LANL donation adds to UNM supercomputing power
A new computing system donated to The University of New Mexico Center for Advanced Research Computing (CARC) by Los Alamos National Laboratory (LANL) will put the “super” in supercomputing.
The new system is nine times more powerful than the combined computing power of the four machines it is replacing, said CARC interim director Patrick Bridges.
The machine was acquired from LANL through the National Science Foundation-sponsored PR0bE project, which is run by the New Mexico Consortium. The NMC, comprising UNM, New Mexico State, and New Mexico Tech universities, engages universities and industry in scientific research in the nation's interest and to increase the role of LANL in science, education, and economic development.
The new system includes:
- Over 500 nodes, each featuring two quad-core 2.66 GHz Intel Xeon 5550 CPUs and 24 GB of memory
- Over 4,000 cores and 12 terabytes of RAM
- 45-50 trillion floating-point operations per second (45-50 teraflops)
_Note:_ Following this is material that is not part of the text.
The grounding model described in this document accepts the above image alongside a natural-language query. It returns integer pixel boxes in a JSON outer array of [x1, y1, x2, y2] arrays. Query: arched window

Additional memory, storage, and specialized compute facilities to augment this system are also being planned.
“This is roughly 20 percent more powerful than any other remaining system at UNM,” Bridges said. “Not only will the new machine be easier to administer and maintain, but also easier for students, faculty, and staff to use. The machine will provide cutting-edge computation for users and will be the fastest of all the machines.”
Andree Jacobson, chief information officer of the NMC, says that he is pleased that donation will benefit educational efforts.
“Through a very successful collaboration between the National Science Foundation, New Mexico Consortium, and the Los Alamos National Laboratory called PRObE, we’ve been able to repurpose this retired machine to significantly improve the research computing environment in New Mexico,” he said. “It is truly wonderful to see old computers get a new life, and also an outstanding opportunity to assist the New Mexico universities.”
To make space for the new machine, the Metropolis, Pequeña, and Ulam systems at UNM will be phased out over the next couple of months. As they are taken offline, the new machine will be installed and brought online. Users of existing systems and their research will be transitioned to the new machine as part of this process.